I find this relation:
$$\int_0^1\frac{\ln\left(1-x\right)}{x^{n}}dx=-\sum_{k=1}^\infty\frac{1}{k^2-\left(n-1\right)k}$$
I try to solve using this identity:
$$\frac{\pi\tan\left(\pi x\right)}{2x}=\sum_{k=n}^\infty\frac{1}{\left(k-\frac{\left(2n-1\right)}{2}\right)^2-x^2} \ \ ; \forall \ n\in \mathbb{N} $$
but when I did this evaluation $x=\frac{\left(2n-1\right)}{2}$ the equality in the result is no longer met.
$$\frac{\pi\tan\left(\frac{\pi}{2}\left(2n-1\right)\right)}{2n-1}=\sum_{k=n}^\infty\frac{1}{k^2-\left(2n-1\right)k}$$
Does anyone know why equality is no longer fulfilled?

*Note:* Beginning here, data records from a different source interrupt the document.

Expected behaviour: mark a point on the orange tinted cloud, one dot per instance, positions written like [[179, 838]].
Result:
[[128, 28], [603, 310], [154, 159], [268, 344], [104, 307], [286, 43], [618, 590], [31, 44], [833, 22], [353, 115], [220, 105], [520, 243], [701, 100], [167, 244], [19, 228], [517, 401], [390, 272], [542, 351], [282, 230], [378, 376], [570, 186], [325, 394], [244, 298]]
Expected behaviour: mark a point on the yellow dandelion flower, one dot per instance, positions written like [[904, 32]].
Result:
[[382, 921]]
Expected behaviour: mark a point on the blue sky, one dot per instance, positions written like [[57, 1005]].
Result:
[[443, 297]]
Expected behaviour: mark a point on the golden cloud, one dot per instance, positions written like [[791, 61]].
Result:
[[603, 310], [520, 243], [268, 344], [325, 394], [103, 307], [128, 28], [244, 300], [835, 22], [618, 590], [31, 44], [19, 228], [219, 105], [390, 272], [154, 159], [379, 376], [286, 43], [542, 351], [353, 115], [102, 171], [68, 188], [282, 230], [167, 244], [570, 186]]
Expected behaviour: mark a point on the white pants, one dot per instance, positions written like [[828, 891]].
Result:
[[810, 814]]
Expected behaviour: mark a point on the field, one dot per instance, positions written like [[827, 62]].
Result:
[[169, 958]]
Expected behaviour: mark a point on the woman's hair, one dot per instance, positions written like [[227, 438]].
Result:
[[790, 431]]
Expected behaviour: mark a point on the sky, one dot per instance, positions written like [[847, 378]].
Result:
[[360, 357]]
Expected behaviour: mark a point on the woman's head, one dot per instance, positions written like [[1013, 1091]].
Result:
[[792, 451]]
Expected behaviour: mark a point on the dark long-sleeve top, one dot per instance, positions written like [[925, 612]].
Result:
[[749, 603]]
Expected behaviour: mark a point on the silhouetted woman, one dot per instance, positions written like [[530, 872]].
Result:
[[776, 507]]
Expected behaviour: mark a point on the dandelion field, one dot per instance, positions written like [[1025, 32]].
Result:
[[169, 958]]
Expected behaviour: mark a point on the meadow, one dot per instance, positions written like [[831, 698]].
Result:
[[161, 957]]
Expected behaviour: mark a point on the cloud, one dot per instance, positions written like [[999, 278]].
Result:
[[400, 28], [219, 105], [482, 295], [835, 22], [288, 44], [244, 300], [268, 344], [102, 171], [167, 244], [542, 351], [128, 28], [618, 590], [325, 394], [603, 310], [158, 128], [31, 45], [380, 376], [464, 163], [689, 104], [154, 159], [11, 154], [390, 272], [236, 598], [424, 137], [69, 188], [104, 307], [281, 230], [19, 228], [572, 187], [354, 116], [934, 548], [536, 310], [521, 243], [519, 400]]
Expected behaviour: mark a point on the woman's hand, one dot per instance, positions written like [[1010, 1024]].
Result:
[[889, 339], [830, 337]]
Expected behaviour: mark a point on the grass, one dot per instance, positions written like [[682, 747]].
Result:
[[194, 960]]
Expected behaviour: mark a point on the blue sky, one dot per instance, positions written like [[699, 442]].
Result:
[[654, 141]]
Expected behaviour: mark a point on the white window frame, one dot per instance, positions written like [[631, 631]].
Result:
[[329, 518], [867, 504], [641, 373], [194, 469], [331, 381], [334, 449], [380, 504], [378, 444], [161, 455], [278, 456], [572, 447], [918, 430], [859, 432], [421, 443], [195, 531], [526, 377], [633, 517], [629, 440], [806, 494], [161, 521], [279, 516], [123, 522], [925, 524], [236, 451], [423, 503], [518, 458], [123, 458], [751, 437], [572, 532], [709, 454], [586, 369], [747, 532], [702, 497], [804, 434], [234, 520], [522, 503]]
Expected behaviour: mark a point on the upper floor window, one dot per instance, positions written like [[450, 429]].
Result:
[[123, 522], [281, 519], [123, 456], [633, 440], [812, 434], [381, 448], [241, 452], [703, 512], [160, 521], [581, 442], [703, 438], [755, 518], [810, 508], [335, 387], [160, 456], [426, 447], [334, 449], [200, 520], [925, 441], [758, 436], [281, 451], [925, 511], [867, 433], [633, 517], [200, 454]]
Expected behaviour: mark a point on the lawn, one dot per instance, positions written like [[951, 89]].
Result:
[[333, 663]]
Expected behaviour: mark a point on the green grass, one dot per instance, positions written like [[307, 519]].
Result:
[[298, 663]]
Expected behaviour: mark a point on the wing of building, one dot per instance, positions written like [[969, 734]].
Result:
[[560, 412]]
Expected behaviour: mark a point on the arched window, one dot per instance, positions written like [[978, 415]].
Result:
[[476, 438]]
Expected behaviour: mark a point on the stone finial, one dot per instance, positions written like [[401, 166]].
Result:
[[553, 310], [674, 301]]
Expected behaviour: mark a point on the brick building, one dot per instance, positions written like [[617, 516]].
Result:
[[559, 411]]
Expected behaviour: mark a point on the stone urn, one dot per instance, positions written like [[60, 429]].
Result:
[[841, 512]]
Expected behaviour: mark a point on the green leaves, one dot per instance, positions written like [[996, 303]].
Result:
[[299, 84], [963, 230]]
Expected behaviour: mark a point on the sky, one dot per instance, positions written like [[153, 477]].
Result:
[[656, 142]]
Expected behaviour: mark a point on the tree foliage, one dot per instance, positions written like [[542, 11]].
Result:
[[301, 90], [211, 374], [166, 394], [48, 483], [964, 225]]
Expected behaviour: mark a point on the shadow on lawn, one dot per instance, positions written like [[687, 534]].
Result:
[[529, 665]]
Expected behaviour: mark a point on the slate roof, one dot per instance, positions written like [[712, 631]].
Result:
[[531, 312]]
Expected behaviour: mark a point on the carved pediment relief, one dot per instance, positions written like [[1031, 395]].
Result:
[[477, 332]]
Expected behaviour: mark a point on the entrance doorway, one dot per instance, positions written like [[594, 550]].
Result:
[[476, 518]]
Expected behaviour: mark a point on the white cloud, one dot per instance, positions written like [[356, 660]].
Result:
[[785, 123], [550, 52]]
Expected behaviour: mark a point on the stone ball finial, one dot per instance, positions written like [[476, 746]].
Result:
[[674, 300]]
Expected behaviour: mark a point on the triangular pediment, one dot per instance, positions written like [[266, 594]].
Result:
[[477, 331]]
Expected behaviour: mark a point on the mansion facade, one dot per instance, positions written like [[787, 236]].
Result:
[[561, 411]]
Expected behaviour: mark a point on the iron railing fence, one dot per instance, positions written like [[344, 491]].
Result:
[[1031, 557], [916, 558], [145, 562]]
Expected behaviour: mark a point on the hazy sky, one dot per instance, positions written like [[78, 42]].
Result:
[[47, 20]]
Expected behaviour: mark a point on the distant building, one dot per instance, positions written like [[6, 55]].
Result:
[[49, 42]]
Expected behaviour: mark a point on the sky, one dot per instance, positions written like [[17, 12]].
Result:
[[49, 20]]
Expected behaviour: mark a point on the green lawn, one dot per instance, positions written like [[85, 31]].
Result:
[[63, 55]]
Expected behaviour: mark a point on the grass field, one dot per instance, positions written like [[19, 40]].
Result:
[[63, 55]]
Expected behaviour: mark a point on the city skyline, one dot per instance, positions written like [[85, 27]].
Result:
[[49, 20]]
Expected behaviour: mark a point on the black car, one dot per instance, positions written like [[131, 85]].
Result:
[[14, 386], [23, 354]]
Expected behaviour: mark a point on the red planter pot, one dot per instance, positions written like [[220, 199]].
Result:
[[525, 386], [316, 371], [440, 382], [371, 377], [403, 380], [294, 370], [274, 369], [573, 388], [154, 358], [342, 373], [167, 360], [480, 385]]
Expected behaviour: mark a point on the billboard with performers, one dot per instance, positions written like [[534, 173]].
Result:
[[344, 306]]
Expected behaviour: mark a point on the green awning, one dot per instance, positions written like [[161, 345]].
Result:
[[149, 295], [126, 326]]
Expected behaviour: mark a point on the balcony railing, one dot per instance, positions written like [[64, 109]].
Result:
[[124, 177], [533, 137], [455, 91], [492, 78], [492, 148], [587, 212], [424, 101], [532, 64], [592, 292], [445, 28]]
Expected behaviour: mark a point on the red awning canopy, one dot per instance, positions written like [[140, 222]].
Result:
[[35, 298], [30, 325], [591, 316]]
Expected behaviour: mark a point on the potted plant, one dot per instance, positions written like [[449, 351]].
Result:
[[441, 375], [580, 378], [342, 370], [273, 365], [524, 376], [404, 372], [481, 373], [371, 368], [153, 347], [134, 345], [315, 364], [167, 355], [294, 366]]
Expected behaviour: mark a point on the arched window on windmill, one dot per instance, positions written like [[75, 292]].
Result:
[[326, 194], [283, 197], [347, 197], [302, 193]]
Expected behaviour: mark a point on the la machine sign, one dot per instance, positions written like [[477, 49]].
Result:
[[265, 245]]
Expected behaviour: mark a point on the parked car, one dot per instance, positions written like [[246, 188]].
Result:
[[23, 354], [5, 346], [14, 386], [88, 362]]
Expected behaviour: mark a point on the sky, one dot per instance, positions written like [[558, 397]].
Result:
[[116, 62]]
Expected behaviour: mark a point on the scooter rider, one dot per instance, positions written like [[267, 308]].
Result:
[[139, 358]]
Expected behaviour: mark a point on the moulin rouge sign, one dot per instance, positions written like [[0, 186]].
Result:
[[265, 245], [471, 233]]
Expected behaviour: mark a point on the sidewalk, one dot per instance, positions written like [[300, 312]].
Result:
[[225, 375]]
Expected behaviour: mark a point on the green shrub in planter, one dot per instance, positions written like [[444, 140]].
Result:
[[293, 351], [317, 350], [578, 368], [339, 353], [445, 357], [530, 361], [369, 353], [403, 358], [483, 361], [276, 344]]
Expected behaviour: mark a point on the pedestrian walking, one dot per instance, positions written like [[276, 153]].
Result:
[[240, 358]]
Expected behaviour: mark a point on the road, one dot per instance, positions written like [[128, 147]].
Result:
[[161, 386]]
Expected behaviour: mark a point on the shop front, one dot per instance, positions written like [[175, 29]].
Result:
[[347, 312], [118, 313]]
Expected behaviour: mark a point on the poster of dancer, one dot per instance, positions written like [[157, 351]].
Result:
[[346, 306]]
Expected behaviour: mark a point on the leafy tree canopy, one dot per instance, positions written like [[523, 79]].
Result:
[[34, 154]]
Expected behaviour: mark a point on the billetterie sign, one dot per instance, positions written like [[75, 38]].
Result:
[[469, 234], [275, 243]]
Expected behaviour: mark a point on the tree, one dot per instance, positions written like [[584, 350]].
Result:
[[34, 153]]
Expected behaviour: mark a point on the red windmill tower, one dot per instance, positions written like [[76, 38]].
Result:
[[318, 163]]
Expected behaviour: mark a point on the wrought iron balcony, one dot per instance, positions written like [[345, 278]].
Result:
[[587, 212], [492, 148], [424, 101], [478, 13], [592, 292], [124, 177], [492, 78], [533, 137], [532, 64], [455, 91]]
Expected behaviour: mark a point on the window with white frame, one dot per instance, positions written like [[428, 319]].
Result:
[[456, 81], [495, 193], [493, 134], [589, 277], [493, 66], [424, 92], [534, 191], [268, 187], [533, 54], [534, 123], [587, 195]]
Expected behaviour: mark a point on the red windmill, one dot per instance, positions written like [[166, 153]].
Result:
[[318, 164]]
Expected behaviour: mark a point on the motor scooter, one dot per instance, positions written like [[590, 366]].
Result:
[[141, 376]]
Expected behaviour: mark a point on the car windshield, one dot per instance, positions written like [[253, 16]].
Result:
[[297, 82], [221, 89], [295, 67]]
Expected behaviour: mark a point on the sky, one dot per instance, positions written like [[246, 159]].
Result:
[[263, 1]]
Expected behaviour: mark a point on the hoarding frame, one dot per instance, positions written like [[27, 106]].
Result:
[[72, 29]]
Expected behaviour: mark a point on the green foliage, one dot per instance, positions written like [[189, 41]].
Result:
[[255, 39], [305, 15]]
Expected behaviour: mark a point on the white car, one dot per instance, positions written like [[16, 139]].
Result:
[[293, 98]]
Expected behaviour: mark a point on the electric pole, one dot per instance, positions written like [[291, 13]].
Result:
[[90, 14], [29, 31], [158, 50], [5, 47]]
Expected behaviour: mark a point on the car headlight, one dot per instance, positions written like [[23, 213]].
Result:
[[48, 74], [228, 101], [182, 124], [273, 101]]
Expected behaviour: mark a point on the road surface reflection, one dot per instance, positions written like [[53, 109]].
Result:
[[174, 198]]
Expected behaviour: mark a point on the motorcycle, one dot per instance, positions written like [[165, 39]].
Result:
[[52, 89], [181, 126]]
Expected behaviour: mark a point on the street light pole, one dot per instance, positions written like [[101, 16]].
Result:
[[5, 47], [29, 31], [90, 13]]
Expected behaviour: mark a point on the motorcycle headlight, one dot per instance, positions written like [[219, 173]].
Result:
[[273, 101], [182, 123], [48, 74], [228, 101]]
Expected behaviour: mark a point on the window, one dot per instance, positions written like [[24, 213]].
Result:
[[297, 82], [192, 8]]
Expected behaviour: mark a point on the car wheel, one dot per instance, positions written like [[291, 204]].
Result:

Call the integral $I$. After partial fraction expansion of the sum that is mentioned, we see that $$I=\frac{1}{n-1}\sum_{k=0}^{+\infty} \frac{1}{k+1}-\frac{1}{k+2-n}$$ From the series expansion of the Digamma function: $$\psi^{(0)}(z)=-\gamma+\sum_{k=0}^{+\infty} \frac{1}{k+1}-\frac{1}{k+z}$$ We can find that $$\boxed{\int_0^1 \frac{\log(1-x)}{x^n}\,dx=\frac{\psi^{(0)}(2-n)+\gamma}{n-1}}$$
This result seems to agree with the numerical values that @marty cohen found.
EDIT: If we take the limit as $n\to 1$, we can use l'Hopital's rule to conclude that $$\int_0^1\frac{\log(1-x)}{x}\,dx=\psi^{(1)}(1)=\frac{\pi^2}{6}$$